Abruzzo is not to be trifled with. It is indeed mighty (“forte e gentile”) as its majestic mountains looming above the gentle valleys testify. Their cold grey crevices still hold, I imagine, the blood of many battles, but their peaks are crowned with a headdress of ice that softens their physiognomy so that they yet are capable of stilling your mind when you look at them.
This was the first impression I got as I began my visit through this wondrous land. And it is an impression that still lies with me.
After a delicious pause of ten days with close friends, I headed east and south towards the coast. It had been years that Frank and Julie, good friends that also hail from Abruzzo, had been enticing me with tales and remembrances of their beloved seaside home.
If one friend introduced me to her mighty land, the other laid before me the gentle sweep of the ocean as it breaks lovingly, caressing the Abruzzese coastline.
We arrived at Rocca San Giovanni by meandering through a landscape characterized by the presence of centuries-old olive trees and the bright colors of gorse (ginestra) that define the entire coast.
Getting there at midday is a privilege for those lucky enough to see it. I stood still to admire the transparent sea, the brilliant sun that magically sprinkled the sea with glistening reflections, and the trabocco.
I had heard from our friends about these thingamajigs, and now there in front of me, being rocked gently by the ocean winds was a strange stilt house with antennas springing out of it, and layers of netting hanging over its sides. It looked like a big prehistoric insect coming out of the sea ready to eat us. Gabriele D’Annunzio, the famous Italian poet who was born in Abruzzo, described them as ‘ragni colossali’ (colossal spiders).
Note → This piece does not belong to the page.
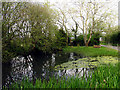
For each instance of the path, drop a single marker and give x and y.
(113, 47)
The Coast of the Trabocchi is a stretch of Adriatic coastline, which begins around Francavilla Al Mare in Abruzzo and reaches down through Termoli in Molise and as far south as the Gargano promontory. It is characterized by the presence of the “trabocchi”, old fishing machines on stilts which can be seen creeping, crab-like, into the waters and which, since past centuries, have provided fishermen with a safe way of fishing, even in the most adverse of sea conditions.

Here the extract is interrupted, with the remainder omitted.